Melhor hoje portanto, mas medíocre. Ora, se antigamente a maioria das pessoas podia passar sem meios de comunicação, hoje em dia, mesmo nas nações rurais, sente-se necessidade, não só de média, mas de média de qualidade.

E a sua melhoria não é simplesmente uma mudança desejável: o destino da humanidade depende disso. Efectivamente, só a democracia pode assegurar a sobrevivência da civilização, e não pode haver democracia sem cidadãos bem informados, e não pode haver tais cidadão sem média de qualidade.

Essa afirmação é excessiva? A resposta vem da ex-URSS onde, entre 1917 e os anos 80, centenas de milhares de livros antigos e obras de arte foram destruídos, espaços imensos foram irremediavelmente poluídos, dezenas de milhões de pessoas foram mortas-sem que a média soviética tenha querido revelar e protestar.

Assim ocorreu em Angola, em 1977, com a média estatal, nos acontecimentos de 27 de Maio, onde foram selvaticamente assassinadas, sem julgamento, cerca de 80.000 pessoas, pelo MPLA e o seu presidente Agostinho Neto.

Se a média não cumpre bem as suas funções, um problema crucial em toda sociedade cabe numa pergunta: como melhorá-la?

Diz-se que a média constitui ao mesmo tempo uma indústria, um serviço público e uma instituição política. Na verdade, nem todos os meios de comunicação fazem parte desta natureza tríplice: primeiro, a nova tecnologia permite o renascer de um artesanato comunicacional. Por outro lado, uma parte da produção da média não consiste absolutamente num serviço público (por exemplo, a imprensa sensacionalista).

Enfim, numerosos veículos (como as milhares de revistas profissionais) não desempenham nenhum papel nas vidas políticas.

Apesar disso, os órgãos com os quais se preocupam os cidadãos esclarecidos são os meios de informação geral, que não podem desfazer-se de nenhum dos três caracteres.

Na realidade, neste quesito, encontramo-nos frente a um conflito fundamental entre a liberdade de empresa e a liberdade de expressão. Para os empresários da media (e os anunciantes), a informação e o entretenimento são um material com o qual exploram um recurso natural, o consumidor, e tentam manter uma ordem estabelecida que lhes é lucrativa. Para os cidadãos, pelo contrário, informação e entretenimento são uma arma na sua luta pela felicidade, que não podem alcançar sem mudanças na ordem estabelecida.
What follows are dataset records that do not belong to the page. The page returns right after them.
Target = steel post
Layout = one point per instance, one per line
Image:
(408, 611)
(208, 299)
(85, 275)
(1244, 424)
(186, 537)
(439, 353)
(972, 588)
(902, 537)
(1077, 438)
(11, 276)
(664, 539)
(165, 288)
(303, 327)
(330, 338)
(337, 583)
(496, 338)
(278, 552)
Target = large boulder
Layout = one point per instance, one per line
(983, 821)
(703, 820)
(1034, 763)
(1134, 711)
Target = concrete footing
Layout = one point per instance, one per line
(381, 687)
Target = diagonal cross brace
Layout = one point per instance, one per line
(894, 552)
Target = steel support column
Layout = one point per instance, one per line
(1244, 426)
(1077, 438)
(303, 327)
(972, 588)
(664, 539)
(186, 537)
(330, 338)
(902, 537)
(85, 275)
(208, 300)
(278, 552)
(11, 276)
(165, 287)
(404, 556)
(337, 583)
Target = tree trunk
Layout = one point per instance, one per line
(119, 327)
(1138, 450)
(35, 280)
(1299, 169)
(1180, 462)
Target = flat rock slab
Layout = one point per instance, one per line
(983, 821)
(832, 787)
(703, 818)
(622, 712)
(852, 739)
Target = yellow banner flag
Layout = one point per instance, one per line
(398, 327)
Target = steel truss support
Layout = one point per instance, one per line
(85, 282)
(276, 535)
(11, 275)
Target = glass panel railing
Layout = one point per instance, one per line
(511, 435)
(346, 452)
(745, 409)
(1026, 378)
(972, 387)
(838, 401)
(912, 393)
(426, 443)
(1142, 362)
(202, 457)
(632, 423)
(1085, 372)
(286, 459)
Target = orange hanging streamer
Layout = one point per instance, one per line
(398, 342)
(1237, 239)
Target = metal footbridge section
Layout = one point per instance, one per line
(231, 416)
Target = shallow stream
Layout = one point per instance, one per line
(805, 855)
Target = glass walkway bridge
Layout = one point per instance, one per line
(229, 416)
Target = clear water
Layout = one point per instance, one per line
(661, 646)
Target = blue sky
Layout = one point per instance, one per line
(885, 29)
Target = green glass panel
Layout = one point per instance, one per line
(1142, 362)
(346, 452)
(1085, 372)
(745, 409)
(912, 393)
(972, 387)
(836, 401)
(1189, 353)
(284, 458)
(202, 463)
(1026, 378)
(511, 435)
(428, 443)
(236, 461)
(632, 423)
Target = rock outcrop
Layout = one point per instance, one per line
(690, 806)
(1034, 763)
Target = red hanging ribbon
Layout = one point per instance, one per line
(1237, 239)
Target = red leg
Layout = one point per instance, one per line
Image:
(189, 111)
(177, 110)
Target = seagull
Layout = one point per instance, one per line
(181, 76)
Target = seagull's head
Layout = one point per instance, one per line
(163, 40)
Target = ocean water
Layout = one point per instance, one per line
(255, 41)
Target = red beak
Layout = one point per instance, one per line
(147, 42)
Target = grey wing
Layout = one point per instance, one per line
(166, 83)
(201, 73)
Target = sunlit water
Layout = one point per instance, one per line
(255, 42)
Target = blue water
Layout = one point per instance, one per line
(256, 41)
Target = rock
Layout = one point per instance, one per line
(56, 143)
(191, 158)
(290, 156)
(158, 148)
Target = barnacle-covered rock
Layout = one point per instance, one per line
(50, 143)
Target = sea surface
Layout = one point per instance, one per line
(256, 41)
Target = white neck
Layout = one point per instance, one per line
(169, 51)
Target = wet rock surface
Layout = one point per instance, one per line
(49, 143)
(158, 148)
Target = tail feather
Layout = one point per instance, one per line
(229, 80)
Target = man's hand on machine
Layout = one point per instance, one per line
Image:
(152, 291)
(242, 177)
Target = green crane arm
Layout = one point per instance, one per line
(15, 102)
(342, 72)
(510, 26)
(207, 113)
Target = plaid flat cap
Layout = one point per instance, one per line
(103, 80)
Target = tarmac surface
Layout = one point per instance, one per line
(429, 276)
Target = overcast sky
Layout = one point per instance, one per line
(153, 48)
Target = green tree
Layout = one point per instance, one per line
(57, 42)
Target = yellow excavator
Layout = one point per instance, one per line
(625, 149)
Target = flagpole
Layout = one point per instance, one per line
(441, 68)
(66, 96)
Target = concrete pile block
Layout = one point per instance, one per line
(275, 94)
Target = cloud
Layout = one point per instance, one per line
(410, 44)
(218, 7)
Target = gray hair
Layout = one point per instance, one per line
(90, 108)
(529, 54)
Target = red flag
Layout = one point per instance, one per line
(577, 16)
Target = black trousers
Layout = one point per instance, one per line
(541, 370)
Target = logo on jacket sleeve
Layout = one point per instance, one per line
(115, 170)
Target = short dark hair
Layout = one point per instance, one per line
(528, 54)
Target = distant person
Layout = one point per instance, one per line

Para tal antagonismo não há uma solução simples. Durantes decénios, duas foram praticadas em mais da metade das nações do globo. Consistem em eliminar um dos dois antogonistas: as ditaduras de tipo fascista suprimem a liberdade de expressão sem tocar habitualmente na propriedade dos meios de comunicação. Os regimes comunistas suprimem a liberdade de empresa, pretendendo manter a liberdade de expressão. O resultado é o mesmo nos dois casos: a imprensa mutilada torna-se um instrumento de estupidez e de doutrinação.

Uma opção seria conceder à indústria da media liberdade (política) total. Com efeito, o fim do monopólio estatal e do controlo governamental do rádio e da televisão na Europa, nos anos 70 e 80, fez muito pela democracia e pelo desenvolvimento da média.

Em África e em Angola a comercialização crescente e a concentração da propriedade combinam mal com o pluralismo.

A “conglomeração” combina bem com a necessária independência da média. Se houvesse total liberdade, poder-se-ia esperar a prostituição da média, tanto no sector de informação quanto no de entretenimento.